Where do ideas from writing come from? For me, they come from living life. They are the random thoughts that happen when you're doing a menial task like waiting in line. Sometimes they come from sitting down and writing, but if that was all I did, I can't imagine I would be able to sustain it indefinitely.

Taking on the various tasks of running a comic provides me with so many things to do that I will never get bored doing any one of them. It also allows me to gain a far deeper understanding of the business and world of webcomics. It means I am not merely a cog, but a whole machine. And I have never been unhappy to have more knowledge.

So for me, I am going to write when I can, do my other jobs when I need to, and make sure I have a big hat rack.

Monday, January 26, 2009


Starting this blog, I have hundreds of ideas all fighting to come out of my mind and onto the web. As much as I would love to sit down and write them all out in a marathon of blogging, I have some reservations. For one thing, it is incredibly time-consuming and there are only so many hours in the day. For another thing, I have limitless space to post and there are only so many thoughts floating around my head at a given time. If I write down everything I'm thinking of at once, I will eventually run out of thoughts and go days or longer without anything new to see.
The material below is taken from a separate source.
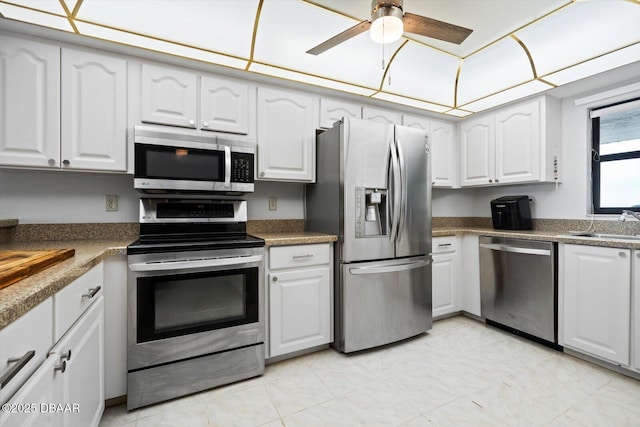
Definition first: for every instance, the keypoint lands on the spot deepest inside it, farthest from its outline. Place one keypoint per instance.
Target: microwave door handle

Now, while this may balance out in the long term, it is a poor business model. I need people to come at regular intervals for a bit of content that leaves them wanting more. If you disagree, then I must ask, why am I posting my thoughts online for all the world to access? It is because I want people to read them. Otherwise I would keep them to myself.

So I pace myself. I post one new blog a day and I will, in theory, never run out of ideas at that rate. People will know that there will always be new content and they will always be returning to get their latest fix.

I am working on a webcomic which will launch on May 22. I write it not just for my edification, but to share it with others. I want people to read my comics, but I also want them to come to my site and read them regularly and always want to comeback for the next one, which they know will be there on the day I promised them.

In "How to Make Webcomics", the authors talk about pacing in the form of the update schedule. The short version is to update at a pace that you can support indefinitely. Promise your readers that much and deliver it, even if it is only once a week. If you ever find that you can support more updates regularly, then you can make that change. People will embrace you when you tell them you will give them more comics per week, but if you promise 5 updates a week and realize you have to scale it back to 2, they will be disappointed.

Having read comics that break these rules and other comics that regularly maintain them, I find that they do hold up. I stop reading the comics that disappoint me and I read the good comics every day it updates.

People are happy getting what they are promised. They also enjoy getting more than they are promised, but are infuriated at getting less. I want to say it's sad that we can treat people with the same level of intelligence and complexity as we treat a dog, but since the evidence supports that observation, I'll just have to let it lie.

Sunday, January 25, 2009

A Blog As Random As Its Name

I suspect that any person who comes across this blog will have certain questions on their mind. The first one is why I misspelled the name of my blog. The answer is that I didn't. The second question is why I chose the name. The title of this post would suggest that it was completely random.

Of course, not every suggestion is a good one. Quite frankly, I don't believe in randomness. I think that every action a person takes has a real and substantial reason behind it. Of course, that doesn't mean I can explain it. But just because I can't explain it doesn't mean I can't try to figure it out.

And that is the ultimate purpose of this blog: figuring stuff out. I will post my thoughts and observations here, ultimately hoping to learn, both about myself and others. There is quite a lot I have to say, so there should be much to be learned when these thoughts get laid out.